第33話

 さて、親狐も消えたことだし、そろそろ人化のスキルでも試してみようかな。

 

 親狐が居なくなったことでまた俺に頬っぺを擦り付けてきている小狐を無視して、俺はそう思った。

 小狐はなんでか服を着た状態で人化出来てたけど、俺はどうなるんだろうな。

 小狐が人化してない状態だったら別に裸でも問題はなかったんだけど、今はまだ美少女の状態だからな。

 裸だったら、普通に恥ずかしい……と思う。

 ……でも、まぁいいか。

 今はそんなことよりも好奇心の方が勝ってるわ。


(人化!)


 そうして、俺はわくわくとした気持ちを隠そうともせずにスキルを使った。

 すると、直ぐに視界が高くなっていき、小狐が人化した姿から頭一個分くらい大きくなったところで止まった。

 ……うん。小狐より大きいのは心の底から良かったと思えるけど、頭一個分かよ。

 小狐自信があんまり大きくないから、俺も傍から見たら子供に見えそうだな。

 そして、服は何故かちゃんと着ていた。

 黒い服で服だけを見たらかっこいいんだけど、俺の見た目が分からない以上、似合ってるのかは謎だ。

 

「キューっ!」


 人化できたことは嬉しいし、服を着ていたこともまぁ嬉しい。

 服を着ていなかったら人の街に行くにはまず服を探すところから始めなきゃダメだったけど、服を着ている以上、そのまま行こうと思えば街に行ける。
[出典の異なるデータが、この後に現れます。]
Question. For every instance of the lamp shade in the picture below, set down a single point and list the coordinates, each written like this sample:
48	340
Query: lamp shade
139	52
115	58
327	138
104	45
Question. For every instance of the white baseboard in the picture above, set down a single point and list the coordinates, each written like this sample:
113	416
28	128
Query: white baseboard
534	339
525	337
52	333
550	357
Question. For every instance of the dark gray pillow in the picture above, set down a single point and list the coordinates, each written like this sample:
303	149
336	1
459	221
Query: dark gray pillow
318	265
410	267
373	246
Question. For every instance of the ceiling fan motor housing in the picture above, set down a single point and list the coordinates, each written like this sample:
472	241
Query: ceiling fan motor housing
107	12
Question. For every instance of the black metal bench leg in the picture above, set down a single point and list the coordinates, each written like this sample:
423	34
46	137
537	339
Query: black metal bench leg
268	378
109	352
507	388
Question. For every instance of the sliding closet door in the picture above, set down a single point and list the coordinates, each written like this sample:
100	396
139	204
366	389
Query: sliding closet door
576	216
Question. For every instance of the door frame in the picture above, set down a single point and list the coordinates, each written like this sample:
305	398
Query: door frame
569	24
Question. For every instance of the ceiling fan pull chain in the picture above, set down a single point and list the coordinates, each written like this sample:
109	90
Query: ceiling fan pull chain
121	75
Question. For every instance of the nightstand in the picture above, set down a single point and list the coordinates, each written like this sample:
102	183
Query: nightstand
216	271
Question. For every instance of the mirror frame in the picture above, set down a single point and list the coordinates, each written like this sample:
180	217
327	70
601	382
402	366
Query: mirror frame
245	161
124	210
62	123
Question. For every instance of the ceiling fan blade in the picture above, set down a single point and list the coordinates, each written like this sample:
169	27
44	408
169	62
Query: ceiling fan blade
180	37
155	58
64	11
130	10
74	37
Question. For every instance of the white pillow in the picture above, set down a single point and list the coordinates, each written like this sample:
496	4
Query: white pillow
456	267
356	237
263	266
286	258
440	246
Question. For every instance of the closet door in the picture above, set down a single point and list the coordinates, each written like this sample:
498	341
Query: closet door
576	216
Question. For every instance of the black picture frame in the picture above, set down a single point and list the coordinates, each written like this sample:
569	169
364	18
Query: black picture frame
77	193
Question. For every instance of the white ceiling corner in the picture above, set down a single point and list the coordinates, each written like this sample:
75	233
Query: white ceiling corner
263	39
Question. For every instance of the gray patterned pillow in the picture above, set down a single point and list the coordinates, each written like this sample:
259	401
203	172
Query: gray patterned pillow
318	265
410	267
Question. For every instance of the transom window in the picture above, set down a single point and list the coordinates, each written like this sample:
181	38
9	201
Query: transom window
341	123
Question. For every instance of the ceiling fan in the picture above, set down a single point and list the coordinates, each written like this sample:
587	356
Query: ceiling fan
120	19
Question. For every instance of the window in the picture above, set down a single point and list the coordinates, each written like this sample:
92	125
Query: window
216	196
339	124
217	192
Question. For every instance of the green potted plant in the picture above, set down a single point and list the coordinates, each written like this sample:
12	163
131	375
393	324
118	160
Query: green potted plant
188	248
 だから、そこは良かったんだけど、小狐が背の高さ的に頬っぺを顔に擦り付けられないことを不満そうにしたかと思うと、今度は嬉しそうに俺の胸に頬っぺを擦り始めた。

 ……これが少し前まで……そう、親狐に出会う前までなら何やってるんだこいつ、もう人化も出来たし、置いて行こう、って思ってただろうけど、親狐に小狐の世話をするように言われてしまっている以上、無下にはできない。


「……よしよ……ん? あれ? 俺、喋れる!?」


 そう思いつつも、小狐の耳が俺の鼻をくすぐって邪魔だったから、小狐を突き放そうと思ったんだけど、もしも親狐がどこかから俺たちの姿を見ていた場合今度こそ殺されると思ったから、邪険にしているように見えないように耳を退かすために頭を撫で始めたところで、気がついた。
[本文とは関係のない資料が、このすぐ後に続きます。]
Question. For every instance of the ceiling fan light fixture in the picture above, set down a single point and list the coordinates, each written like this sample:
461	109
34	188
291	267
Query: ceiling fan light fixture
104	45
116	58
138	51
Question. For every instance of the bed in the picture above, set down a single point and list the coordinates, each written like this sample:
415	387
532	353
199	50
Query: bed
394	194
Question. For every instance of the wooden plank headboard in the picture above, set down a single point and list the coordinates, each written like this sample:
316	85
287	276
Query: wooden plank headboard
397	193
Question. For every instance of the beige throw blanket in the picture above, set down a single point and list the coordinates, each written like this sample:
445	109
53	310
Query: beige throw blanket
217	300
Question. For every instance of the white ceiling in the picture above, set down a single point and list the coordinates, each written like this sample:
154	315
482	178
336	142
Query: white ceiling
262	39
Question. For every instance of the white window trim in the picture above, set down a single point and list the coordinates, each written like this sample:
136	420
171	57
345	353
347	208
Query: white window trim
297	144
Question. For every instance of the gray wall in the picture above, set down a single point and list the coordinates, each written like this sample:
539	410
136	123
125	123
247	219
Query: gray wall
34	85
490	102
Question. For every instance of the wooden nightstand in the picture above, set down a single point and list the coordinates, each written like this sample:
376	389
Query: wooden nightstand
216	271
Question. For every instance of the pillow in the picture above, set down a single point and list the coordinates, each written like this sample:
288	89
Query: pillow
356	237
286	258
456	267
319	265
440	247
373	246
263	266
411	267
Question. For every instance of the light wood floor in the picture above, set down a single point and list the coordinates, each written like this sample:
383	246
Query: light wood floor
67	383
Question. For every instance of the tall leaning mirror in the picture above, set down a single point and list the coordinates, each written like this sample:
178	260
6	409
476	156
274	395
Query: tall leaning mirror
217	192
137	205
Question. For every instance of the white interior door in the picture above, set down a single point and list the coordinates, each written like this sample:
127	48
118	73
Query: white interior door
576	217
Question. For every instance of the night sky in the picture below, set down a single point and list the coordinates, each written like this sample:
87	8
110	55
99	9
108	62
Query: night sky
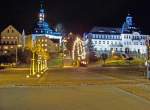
76	15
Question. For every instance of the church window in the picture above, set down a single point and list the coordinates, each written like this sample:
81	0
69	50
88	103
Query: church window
99	42
95	42
103	42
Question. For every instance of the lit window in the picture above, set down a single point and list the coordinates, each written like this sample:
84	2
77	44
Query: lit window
99	42
103	42
5	52
107	42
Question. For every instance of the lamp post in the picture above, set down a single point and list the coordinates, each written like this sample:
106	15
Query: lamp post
18	46
147	60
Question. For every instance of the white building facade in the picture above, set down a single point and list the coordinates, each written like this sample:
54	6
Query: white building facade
126	40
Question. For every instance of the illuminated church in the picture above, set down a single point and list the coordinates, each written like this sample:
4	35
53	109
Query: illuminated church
125	40
44	33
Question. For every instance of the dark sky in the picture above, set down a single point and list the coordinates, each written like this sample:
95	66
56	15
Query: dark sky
76	15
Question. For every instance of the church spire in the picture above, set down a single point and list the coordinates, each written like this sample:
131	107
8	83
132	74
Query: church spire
42	11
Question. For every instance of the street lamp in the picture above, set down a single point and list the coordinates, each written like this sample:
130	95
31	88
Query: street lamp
18	46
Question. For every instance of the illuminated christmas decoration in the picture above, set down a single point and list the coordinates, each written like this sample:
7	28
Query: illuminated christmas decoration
78	51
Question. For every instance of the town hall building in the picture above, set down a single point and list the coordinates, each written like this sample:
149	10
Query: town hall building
126	40
43	33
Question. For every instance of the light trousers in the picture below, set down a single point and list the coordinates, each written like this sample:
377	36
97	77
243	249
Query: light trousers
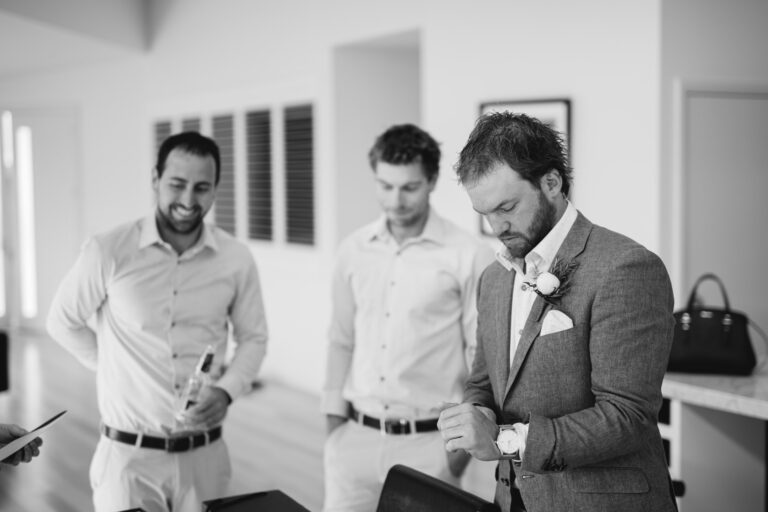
357	459
124	476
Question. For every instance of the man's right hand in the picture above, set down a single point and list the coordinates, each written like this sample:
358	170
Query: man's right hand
333	422
471	428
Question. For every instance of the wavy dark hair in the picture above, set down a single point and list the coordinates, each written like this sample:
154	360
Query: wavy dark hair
528	146
192	143
404	144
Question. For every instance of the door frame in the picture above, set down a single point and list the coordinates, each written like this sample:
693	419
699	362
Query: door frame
683	90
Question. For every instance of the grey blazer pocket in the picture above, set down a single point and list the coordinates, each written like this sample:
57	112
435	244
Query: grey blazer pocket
608	480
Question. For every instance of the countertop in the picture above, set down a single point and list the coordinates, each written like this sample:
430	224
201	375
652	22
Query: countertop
747	396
 俺、喋れるようになってるじゃん。口も鼻もついてるじゃん、と。

 人化したんだから当たり前といえば当たり前なんだけど、親狐の怖さで忘れてたよ。

 

「キュー?」


「え? あぁ、うん。よしよし」


 突然頭を撫でることをやめたからか、小狐がそんな鳴き声を上げながら小首を傾げてきたから、俺は適当に返事をしながら、痛くないように耳を押え付けつつ頭を撫でた。

 

「とにかく、これで街に行って情報収集が出来るな」


 やっぱり俺は色々とこの世界について知らなさすぎるからな。


「キュー? ま、ち?」


 ん? 俺の言葉を真似したのか? ……そうか。別に小狐も人の言葉を喋れない訳では無いのか。

 ……でも、なんで今なんだ? 親狐の言葉を真似したりして言葉を覚えるチャンスなんていくらでもあったと思うんだけど、まぁいいか。

 親狐のせいで仕方なくってのもあるけど、こう見ると少しだけ可愛く見えてきたかもしれないわ。

 ……現実逃避だけど、楽しめないよりはいいだろう。